Stopp. Wenn man sich und sein Wahlprogramm im Internet anpreist, um möglicherweise auch ganz neue Zielgruppen anzusprechen, dann muss man’s richtig machen. Und zum Internet gehört nun einmal die direkte, offene und transparente Diskussion mit dem Internetnutzer – und der Internetnutzer untereinander. Ein Forum zum Beispiel, das auf der Seite von Dagmar Goch komplett fehlt.
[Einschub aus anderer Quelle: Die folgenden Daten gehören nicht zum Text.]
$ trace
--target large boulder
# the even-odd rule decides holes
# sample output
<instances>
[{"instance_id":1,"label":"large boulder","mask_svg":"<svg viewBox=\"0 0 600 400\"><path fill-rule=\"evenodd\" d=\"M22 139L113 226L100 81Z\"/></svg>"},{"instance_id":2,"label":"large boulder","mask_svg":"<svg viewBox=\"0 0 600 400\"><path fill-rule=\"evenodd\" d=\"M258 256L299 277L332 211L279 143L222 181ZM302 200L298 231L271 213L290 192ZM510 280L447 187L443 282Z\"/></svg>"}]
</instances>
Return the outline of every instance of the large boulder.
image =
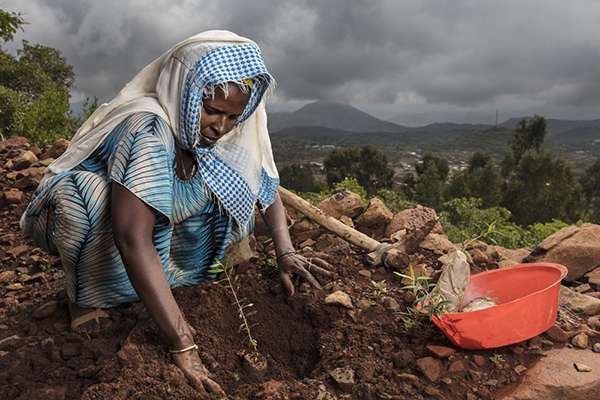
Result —
<instances>
[{"instance_id":1,"label":"large boulder","mask_svg":"<svg viewBox=\"0 0 600 400\"><path fill-rule=\"evenodd\" d=\"M577 280L600 266L600 225L563 228L540 243L525 261L562 264L569 269L566 279Z\"/></svg>"},{"instance_id":2,"label":"large boulder","mask_svg":"<svg viewBox=\"0 0 600 400\"><path fill-rule=\"evenodd\" d=\"M338 190L319 203L319 208L330 217L340 219L343 215L355 218L365 206L359 195L348 190Z\"/></svg>"},{"instance_id":3,"label":"large boulder","mask_svg":"<svg viewBox=\"0 0 600 400\"><path fill-rule=\"evenodd\" d=\"M591 400L600 399L600 356L591 351L569 348L546 353L521 384L501 400ZM591 367L579 372L575 364Z\"/></svg>"},{"instance_id":4,"label":"large boulder","mask_svg":"<svg viewBox=\"0 0 600 400\"><path fill-rule=\"evenodd\" d=\"M427 225L432 220L438 220L437 213L433 208L418 205L415 208L402 210L394 214L394 217L385 228L385 236L391 237L394 233L402 230L417 230ZM442 226L439 222L433 227L431 232L442 233Z\"/></svg>"},{"instance_id":5,"label":"large boulder","mask_svg":"<svg viewBox=\"0 0 600 400\"><path fill-rule=\"evenodd\" d=\"M373 197L369 201L367 210L356 221L356 229L374 237L381 239L385 234L387 224L392 220L394 214L386 207L385 203Z\"/></svg>"}]
</instances>

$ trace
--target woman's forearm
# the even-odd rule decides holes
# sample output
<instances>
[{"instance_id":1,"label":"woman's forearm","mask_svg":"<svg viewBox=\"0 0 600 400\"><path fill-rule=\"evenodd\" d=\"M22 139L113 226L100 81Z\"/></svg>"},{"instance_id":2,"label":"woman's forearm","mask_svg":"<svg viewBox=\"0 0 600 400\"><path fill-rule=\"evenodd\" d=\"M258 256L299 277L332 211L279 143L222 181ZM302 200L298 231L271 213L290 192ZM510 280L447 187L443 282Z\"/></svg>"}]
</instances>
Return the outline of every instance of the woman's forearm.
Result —
<instances>
[{"instance_id":1,"label":"woman's forearm","mask_svg":"<svg viewBox=\"0 0 600 400\"><path fill-rule=\"evenodd\" d=\"M175 302L154 243L154 211L120 185L113 184L113 233L125 270L140 300L174 348L193 343Z\"/></svg>"},{"instance_id":2,"label":"woman's forearm","mask_svg":"<svg viewBox=\"0 0 600 400\"><path fill-rule=\"evenodd\" d=\"M294 246L287 226L285 208L279 193L275 195L275 201L262 213L262 216L273 238L277 255L293 251Z\"/></svg>"}]
</instances>

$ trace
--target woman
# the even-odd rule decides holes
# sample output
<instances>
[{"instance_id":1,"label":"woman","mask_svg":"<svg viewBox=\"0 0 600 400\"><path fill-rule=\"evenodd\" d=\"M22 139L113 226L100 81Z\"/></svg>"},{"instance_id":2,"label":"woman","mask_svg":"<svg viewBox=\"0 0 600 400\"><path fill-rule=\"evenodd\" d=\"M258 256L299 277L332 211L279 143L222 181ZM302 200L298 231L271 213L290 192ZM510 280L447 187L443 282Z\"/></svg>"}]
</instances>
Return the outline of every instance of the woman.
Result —
<instances>
[{"instance_id":1,"label":"woman","mask_svg":"<svg viewBox=\"0 0 600 400\"><path fill-rule=\"evenodd\" d=\"M146 66L83 124L21 219L62 259L73 329L107 317L98 307L141 299L175 364L199 390L222 393L170 288L213 278L214 259L252 229L257 202L288 293L294 273L319 287L308 269L327 275L328 265L294 252L277 194L263 100L273 84L256 44L208 31Z\"/></svg>"}]
</instances>

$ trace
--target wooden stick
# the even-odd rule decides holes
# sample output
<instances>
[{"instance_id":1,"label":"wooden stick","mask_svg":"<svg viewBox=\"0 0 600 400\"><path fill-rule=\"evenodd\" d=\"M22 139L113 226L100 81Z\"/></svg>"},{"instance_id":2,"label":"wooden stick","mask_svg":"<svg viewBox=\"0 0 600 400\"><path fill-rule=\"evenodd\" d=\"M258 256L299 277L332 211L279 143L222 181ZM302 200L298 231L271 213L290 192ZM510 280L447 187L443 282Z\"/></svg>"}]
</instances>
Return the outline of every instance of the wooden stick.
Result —
<instances>
[{"instance_id":1,"label":"wooden stick","mask_svg":"<svg viewBox=\"0 0 600 400\"><path fill-rule=\"evenodd\" d=\"M370 252L373 252L381 247L381 243L379 243L377 240L357 231L356 229L352 229L348 225L345 225L333 217L326 215L319 208L313 206L308 201L304 200L300 196L295 195L286 188L279 186L278 190L279 196L281 196L281 201L283 201L285 205L305 215L323 228L335 233L342 239Z\"/></svg>"}]
</instances>

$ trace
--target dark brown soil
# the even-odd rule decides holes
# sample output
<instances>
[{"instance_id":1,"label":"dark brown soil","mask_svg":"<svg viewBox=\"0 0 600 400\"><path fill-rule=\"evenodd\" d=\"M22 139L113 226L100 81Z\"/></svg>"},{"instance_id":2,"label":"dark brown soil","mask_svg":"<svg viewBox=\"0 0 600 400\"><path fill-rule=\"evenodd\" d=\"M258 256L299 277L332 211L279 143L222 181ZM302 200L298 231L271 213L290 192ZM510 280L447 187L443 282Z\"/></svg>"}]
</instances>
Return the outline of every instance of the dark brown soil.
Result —
<instances>
[{"instance_id":1,"label":"dark brown soil","mask_svg":"<svg viewBox=\"0 0 600 400\"><path fill-rule=\"evenodd\" d=\"M0 150L0 166L7 154ZM0 171L2 191L14 186L6 172ZM143 305L111 310L110 326L99 333L70 331L60 262L24 241L18 229L29 196L0 210L0 273L16 272L10 282L0 283L1 398L199 398L169 361ZM247 340L238 330L228 289L208 283L174 291L197 330L202 360L231 399L494 399L519 380L517 366L530 367L539 358L540 338L495 351L456 349L449 358L438 358L425 346L452 347L445 337L429 324L407 330L402 314L390 310L385 297L395 299L400 311L407 298L390 271L370 270L372 280L386 281L388 293L377 295L371 280L358 273L368 269L359 252L330 251L325 257L337 277L324 280L323 291L298 285L298 293L288 298L277 271L267 266L269 249L258 247L259 258L238 273L240 293L256 311L250 320L268 362L264 374L251 373L242 363L239 353L248 349ZM432 254L416 258L437 267ZM23 287L10 290L14 283ZM354 308L325 305L325 296L335 290L349 294ZM372 305L360 308L360 300ZM441 366L435 381L416 362L430 356ZM330 376L336 368L354 371L354 384L338 385Z\"/></svg>"}]
</instances>

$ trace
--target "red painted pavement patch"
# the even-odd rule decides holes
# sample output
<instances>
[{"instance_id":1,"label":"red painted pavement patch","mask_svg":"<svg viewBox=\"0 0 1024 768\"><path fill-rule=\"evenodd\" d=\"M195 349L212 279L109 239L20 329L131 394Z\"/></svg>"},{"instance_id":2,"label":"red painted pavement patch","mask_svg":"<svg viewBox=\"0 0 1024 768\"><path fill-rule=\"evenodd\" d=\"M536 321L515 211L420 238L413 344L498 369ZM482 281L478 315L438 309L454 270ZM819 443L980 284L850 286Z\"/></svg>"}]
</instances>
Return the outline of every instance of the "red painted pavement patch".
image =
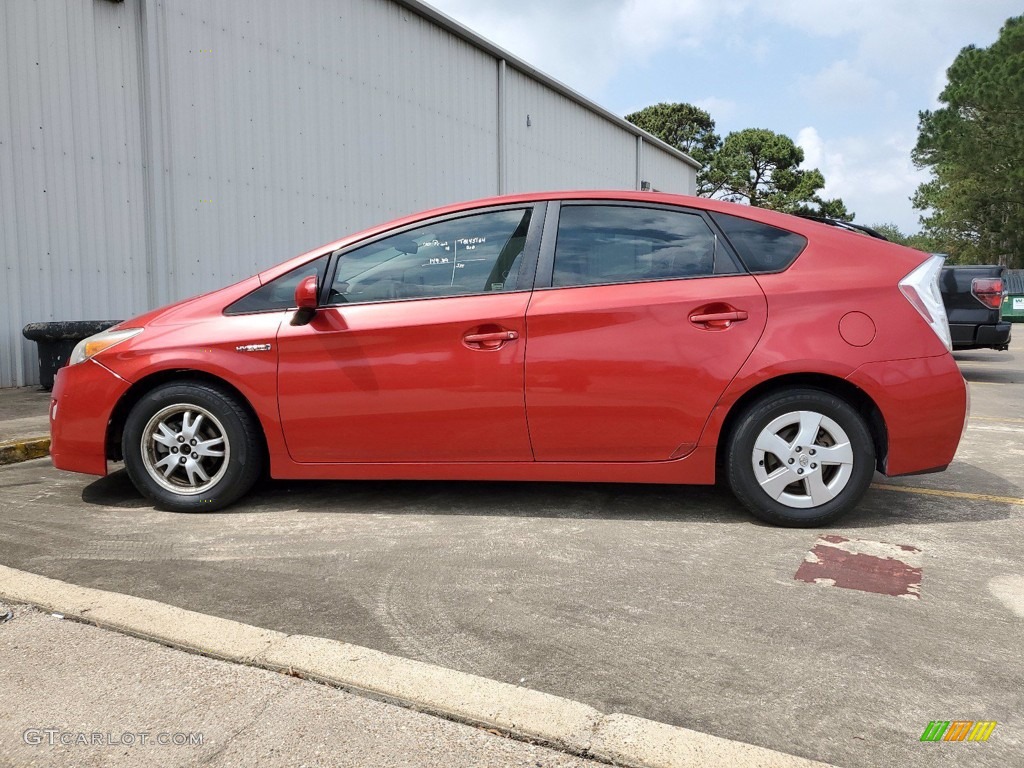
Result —
<instances>
[{"instance_id":1,"label":"red painted pavement patch","mask_svg":"<svg viewBox=\"0 0 1024 768\"><path fill-rule=\"evenodd\" d=\"M921 550L909 544L830 534L818 539L793 578L917 600L921 597Z\"/></svg>"}]
</instances>

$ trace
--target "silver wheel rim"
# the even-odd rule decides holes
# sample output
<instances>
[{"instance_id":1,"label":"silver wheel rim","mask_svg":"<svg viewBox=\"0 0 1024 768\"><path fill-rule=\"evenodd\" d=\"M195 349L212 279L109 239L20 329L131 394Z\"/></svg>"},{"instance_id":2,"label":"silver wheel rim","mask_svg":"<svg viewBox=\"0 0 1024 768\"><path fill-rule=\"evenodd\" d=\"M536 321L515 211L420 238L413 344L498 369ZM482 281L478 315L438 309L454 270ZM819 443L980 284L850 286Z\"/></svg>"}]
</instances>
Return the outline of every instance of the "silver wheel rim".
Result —
<instances>
[{"instance_id":1,"label":"silver wheel rim","mask_svg":"<svg viewBox=\"0 0 1024 768\"><path fill-rule=\"evenodd\" d=\"M809 509L827 504L846 488L853 475L853 446L828 416L792 411L761 430L751 461L769 498Z\"/></svg>"},{"instance_id":2,"label":"silver wheel rim","mask_svg":"<svg viewBox=\"0 0 1024 768\"><path fill-rule=\"evenodd\" d=\"M142 461L149 476L171 493L206 493L224 477L231 444L224 425L205 408L169 405L142 430Z\"/></svg>"}]
</instances>

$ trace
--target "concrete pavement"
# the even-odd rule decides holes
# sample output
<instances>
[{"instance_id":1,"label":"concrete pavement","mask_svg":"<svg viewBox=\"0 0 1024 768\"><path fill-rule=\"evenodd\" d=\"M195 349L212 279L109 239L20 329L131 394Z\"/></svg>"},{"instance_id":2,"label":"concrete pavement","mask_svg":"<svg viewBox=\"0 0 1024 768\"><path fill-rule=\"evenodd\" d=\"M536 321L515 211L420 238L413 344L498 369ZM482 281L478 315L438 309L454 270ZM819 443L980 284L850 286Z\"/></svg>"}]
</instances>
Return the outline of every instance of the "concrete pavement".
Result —
<instances>
[{"instance_id":1,"label":"concrete pavement","mask_svg":"<svg viewBox=\"0 0 1024 768\"><path fill-rule=\"evenodd\" d=\"M49 469L30 461L49 447L48 404L49 393L34 388L0 392L0 463ZM6 489L26 485L35 483L0 479L0 509L18 503ZM0 768L254 759L266 766L597 764L581 755L639 768L824 765L602 714L523 687L525 678L520 685L488 680L0 565L4 597L18 603L0 602Z\"/></svg>"},{"instance_id":2,"label":"concrete pavement","mask_svg":"<svg viewBox=\"0 0 1024 768\"><path fill-rule=\"evenodd\" d=\"M1024 746L1020 507L871 491L802 531L664 487L272 483L174 515L123 474L36 461L0 486L0 562L76 584L849 768L1004 766ZM919 596L797 580L822 536L920 550ZM918 741L961 718L1000 726Z\"/></svg>"},{"instance_id":3,"label":"concrete pavement","mask_svg":"<svg viewBox=\"0 0 1024 768\"><path fill-rule=\"evenodd\" d=\"M704 768L705 766L826 768L822 763L682 728L673 728L663 723L654 723L630 715L604 715L591 707L557 696L390 656L368 648L360 648L324 638L272 632L214 616L183 611L180 608L152 600L79 587L4 566L0 566L0 597L23 604L40 606L51 612L51 618L74 618L96 627L116 629L137 640L140 638L155 640L172 648L187 649L217 659L283 672L289 677L317 680L340 686L345 690L380 697L388 702L441 715L457 722L484 727L494 735L507 733L531 744L539 740L543 744L555 746L563 751L575 755L593 756L614 765L630 765L638 768ZM44 615L39 614L38 611L32 611L32 609L28 609L26 612L20 606L17 613L19 616L27 616L30 634L35 627L32 623L33 619ZM6 613L0 611L0 627L9 628L14 615L13 609ZM63 631L55 630L54 625L50 625L49 629L51 632L56 631L58 635ZM28 651L25 653L26 646L17 644L18 634L17 631L13 633L14 640L8 649L9 651L22 650L22 653L16 656L14 653L10 654L15 657L12 663L12 666L15 667L15 675L6 683L8 689L6 693L10 694L9 701L14 706L11 707L9 713L0 710L0 754L4 750L5 743L7 745L17 744L17 741L12 740L10 735L6 742L3 738L5 714L15 723L15 734L21 734L21 743L27 747L71 747L72 752L80 751L79 747L88 747L97 750L102 756L100 750L112 747L120 749L134 745L134 737L132 744L126 744L123 738L113 739L112 743L111 737L104 737L104 732L97 729L96 726L89 731L86 729L76 730L70 726L25 725L23 721L25 702L23 699L27 697L31 700L35 695L32 691L38 690L39 687L36 680L40 676L39 667L41 666L36 658L36 654L40 652L38 649L42 648L44 654L52 653L55 647L60 648L62 642L58 637L55 643L29 643ZM83 657L76 665L68 664L67 659L62 658L63 692L51 705L62 713L67 707L80 704L83 695L92 702L94 717L109 712L109 705L102 698L97 697L96 686L92 684L92 679L97 673L97 661L103 662L109 659L104 655L109 653L109 638L98 638L95 635L91 637L97 643L102 643L102 651L99 652L98 659L96 654L89 655ZM4 655L3 640L4 638L0 636L0 656ZM129 651L141 654L152 652L152 648L144 648L138 643L134 646L129 643L127 647ZM124 663L123 658L119 661ZM209 665L207 666L209 667ZM19 667L28 671L18 675ZM215 668L209 668L216 673ZM23 683L20 688L19 682ZM164 678L163 682L164 690L168 688L174 690L181 685L180 681L175 678ZM243 689L238 698L250 697L254 689L260 691L269 681L255 679L249 682L250 684ZM76 686L76 684L83 683L84 686ZM69 691L73 693L69 695ZM180 690L174 690L174 692L182 693ZM313 692L313 689L307 690L307 693ZM185 694L194 695L194 691L188 690L185 691ZM159 695L155 697L155 702L152 701L154 697L146 689L136 691L134 695L140 704L134 713L136 719L151 717L154 705L159 707L164 703ZM174 698L177 700L180 695L176 695ZM315 702L315 699L312 702ZM294 720L302 723L315 720L317 714L315 709L315 704L311 701L296 701ZM208 711L207 714L214 715L211 720L212 725L215 728L220 727L222 730L225 727L224 720L231 719L227 715L219 717L217 716L219 713L216 712ZM20 731L17 724L19 719L22 719ZM401 713L391 711L386 713L383 719L402 723L409 718L403 719ZM273 720L268 721L267 727L262 730L270 730L273 727L270 724L274 722ZM348 729L357 726L358 723L346 720L342 731L335 732L333 735L340 736ZM212 755L189 755L180 764L215 762L234 740L233 737L229 737L226 743L217 743L216 739L211 738L207 742L203 731L182 731L180 723L161 724L160 727L164 730L157 730L155 734L150 728L143 731L155 739L155 746L167 746L166 742L169 737L170 746L201 747L206 744L216 750ZM170 727L178 730L167 730ZM458 736L464 735L451 729L450 726L446 726L447 732L439 724L430 727L438 731L435 741L443 746L445 752L451 749L449 742L453 738L457 741ZM277 728L279 740L286 741L291 723L287 723L283 729L281 725L277 725ZM494 729L500 729L500 731ZM55 738L54 732L65 735ZM133 732L128 731L127 733ZM88 734L88 737L85 734ZM164 743L161 743L161 734L165 737ZM188 734L187 739L185 734ZM181 737L180 740L177 738L178 736ZM145 737L141 737L138 746L147 746L145 741ZM485 747L490 749L494 745L486 744ZM327 752L328 755L333 755L329 741L321 740L319 749ZM12 746L11 751L18 750ZM345 753L343 752L343 754ZM536 755L534 756L536 757ZM283 760L261 762L261 764L275 766L292 764L297 755L289 749L280 757ZM562 765L566 762L557 756L550 757L552 757L553 764ZM329 763L337 764L334 760L329 760ZM381 763L374 762L374 764ZM536 765L542 766L543 763L537 761Z\"/></svg>"},{"instance_id":4,"label":"concrete pavement","mask_svg":"<svg viewBox=\"0 0 1024 768\"><path fill-rule=\"evenodd\" d=\"M0 390L0 464L46 456L50 393L39 387Z\"/></svg>"},{"instance_id":5,"label":"concrete pavement","mask_svg":"<svg viewBox=\"0 0 1024 768\"><path fill-rule=\"evenodd\" d=\"M522 766L590 760L0 603L0 766Z\"/></svg>"}]
</instances>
Klar, dass dann auch mal abfällig über die Politik und den letzten Termin der Spitzenkandidatin geschrieben wird. Aber in einer Zeit, in der Straßen und Schulen vermodern und das Geld für eine Instandsetzung fehlt, sollte Schluss sein mit einer einseitig ausgerichteten Kommunikation. Auch Politiker haben keine Allheils-Lösungen parat, so dass sie zwingend auf die Debatte mit und auf die Ideen von Bürgern angewiesen sind. Beim Straßenwahlkampf gibt’s in der Regel höchstens ein kurzes Gespräch. Wird der Bürger zu kritisch, kann sich der Wahlkämpfer schnell zurückziehen – mit der Begründung: „Mit Herrn x, der da vorne steht, wollte ich auch noch sprechen.“
Im Internet ist die Wortwahl direkter, bis hin zur Beleidigung. Aber es wird oft Tacheles geredet, und sehr offen dargelegt, was die Bürger von bestimmten Vorschlägen halten. In dieser Hinsicht müssen Politiker nicht geschont werden, sie müssen den ganzen Unmut aus dem Volk zu Ohren bekommen. Und dann erst wird ein Gespräch zwischen ihnen und den Wählern interessant. Raus aus dem Rathaus, rein ins Volk. Und wenn der Weg ins Internet führt, dann geht es nicht von der Kanzel herab. Eine Internetseite ist kein Flyer, auf dem sich der Politiker anpreist. Eine Internetseite ist ein Ort der Kommunikation – auf Augenhöhe. Wo sonst haben die Politiker noch die Möglichkeit, so unverfälscht Volkes Stimme zu hören?